I'm saying that we are still automatically completing the message in general. If user code throws an exception, we wouldn't automatically complete, but I wouldn't expect users to intentionally throw an exception in order to stop a message from being completed. If they were doing this, I would think using AutoComplete = false would be a better fit. An exception should therefore occur only under exceptional circumstances. So my point was that AutoComplete=true will still generally delete messages from the service without the user opting in to this behavior.

This is not aligned with the most real-world scenario. A normal flow would demand message completion if the processing does not fail. Otherwise, If there's a deviation such as a need to defer or dead-letter, it's an explicit operation and intentional.

That's fair. I will do some digging on this. As a hypothetical, if there wasn't a Track 0 or Track 1, would you still prefer the default being True?

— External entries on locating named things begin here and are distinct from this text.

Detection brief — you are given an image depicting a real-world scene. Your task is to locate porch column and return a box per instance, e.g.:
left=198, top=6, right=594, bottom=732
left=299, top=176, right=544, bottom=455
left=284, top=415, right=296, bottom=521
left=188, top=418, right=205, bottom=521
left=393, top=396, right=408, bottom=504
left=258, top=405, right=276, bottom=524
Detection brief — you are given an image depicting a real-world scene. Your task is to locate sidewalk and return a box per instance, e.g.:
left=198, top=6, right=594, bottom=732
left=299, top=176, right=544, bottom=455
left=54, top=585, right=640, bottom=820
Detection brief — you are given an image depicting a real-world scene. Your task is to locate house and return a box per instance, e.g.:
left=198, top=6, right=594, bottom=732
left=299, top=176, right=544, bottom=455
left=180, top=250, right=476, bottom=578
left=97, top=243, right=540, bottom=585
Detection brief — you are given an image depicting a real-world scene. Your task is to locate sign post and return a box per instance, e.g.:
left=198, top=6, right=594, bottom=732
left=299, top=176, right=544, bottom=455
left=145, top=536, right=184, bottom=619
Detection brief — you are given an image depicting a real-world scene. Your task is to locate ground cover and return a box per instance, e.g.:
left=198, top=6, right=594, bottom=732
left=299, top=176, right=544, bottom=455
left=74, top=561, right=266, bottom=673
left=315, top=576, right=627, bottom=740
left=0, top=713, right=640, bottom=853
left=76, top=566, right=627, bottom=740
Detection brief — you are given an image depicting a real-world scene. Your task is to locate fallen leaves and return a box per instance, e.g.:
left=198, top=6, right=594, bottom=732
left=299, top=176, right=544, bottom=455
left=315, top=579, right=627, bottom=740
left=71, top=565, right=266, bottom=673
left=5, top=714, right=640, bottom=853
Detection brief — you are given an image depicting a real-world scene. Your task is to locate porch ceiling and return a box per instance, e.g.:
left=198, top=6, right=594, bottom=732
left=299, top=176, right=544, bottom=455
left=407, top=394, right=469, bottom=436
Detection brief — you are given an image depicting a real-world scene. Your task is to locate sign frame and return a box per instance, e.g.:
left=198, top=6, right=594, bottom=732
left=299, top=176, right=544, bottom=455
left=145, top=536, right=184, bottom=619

And as usual, thanks for the great input!

I am not using a user callback / handler / processor anymore. It's not providing me with what I need. The model of auto-completion by default and override that if you don't want to is very convenient until complex scenarios need to be handled. For Azure Functions, it requires the change to the host.json and opt into the model of completing the messages. If this was inconvenient, it would be changed long time ago to set autoComplete to false.

Not definitive one way or the other, but I did a search for issues that contain MessageHandlerOptions - The majority of the issues are setting AutoComplete = false in the code snippets.

Of course. When working on a repro code, you want to send a message and repeat the error rather than keep resending messages - I'd do exactly that. The intent was to find issues that explicitly raised about the default behaviour of the handler options, not scan how many times a code snippet has that property set to false 😄

If you have 10 or 20 customers that say it doesn't work for them, are you going to change the default and ignore thousands that didn't raise anything? If this was a bad default, do you think everyone would be silent? Don't think so.

Of course. When working on a repro code, you want to send a message and repeat the error rather than keep resending messages - I'd do exactly that. The intent was to find issues that explicitly raised about the default behaviour of the handler options, not scan how many times a code snippet has that property set to false 😄

I understand, but there were no such issues. Ideally we could rely on how users are using the SDK to drive this decision. If the majority of users were setting AutoComplete to false, I think we could agree that this should be the default value. Alas, we don't have this data, nor do we have issues explicitly calling out the default setting as being problematic.

we don't have this data, nor do we have issues explicitly calling out the default setting as being problematic.

Yep.

Proposal to expose SessionCompleted event - https://github.com/Azure/azure-sdk-for-net/issues/11349

Regarding the StopProcessingAsync() / CancellationToken interplay, does this lay to rest #10071? Is there a timeout that we'll have to abide by before being forcefully killed off or do we have a reasonable amount of time to finish up and gracefully end our processing (or just finish it up if we're right at the end).

And what is the expected behavior going to be if we raise an OperationCanceledException? Technically this is not supposed to be an exception which indicates failure but is it safe to assume that if AutoComplete is true then this will still be treated as an exception and completion will not occur?

In the new library, StopProcessing will await all ongoing message callbacks. This means they will be allowed to finish no longer how long they take. You will have access to the CancellationToken in the callback event args so that you can cancel early when the processor is being stopped.

If the user callback throws, then the message will not be completed automatically.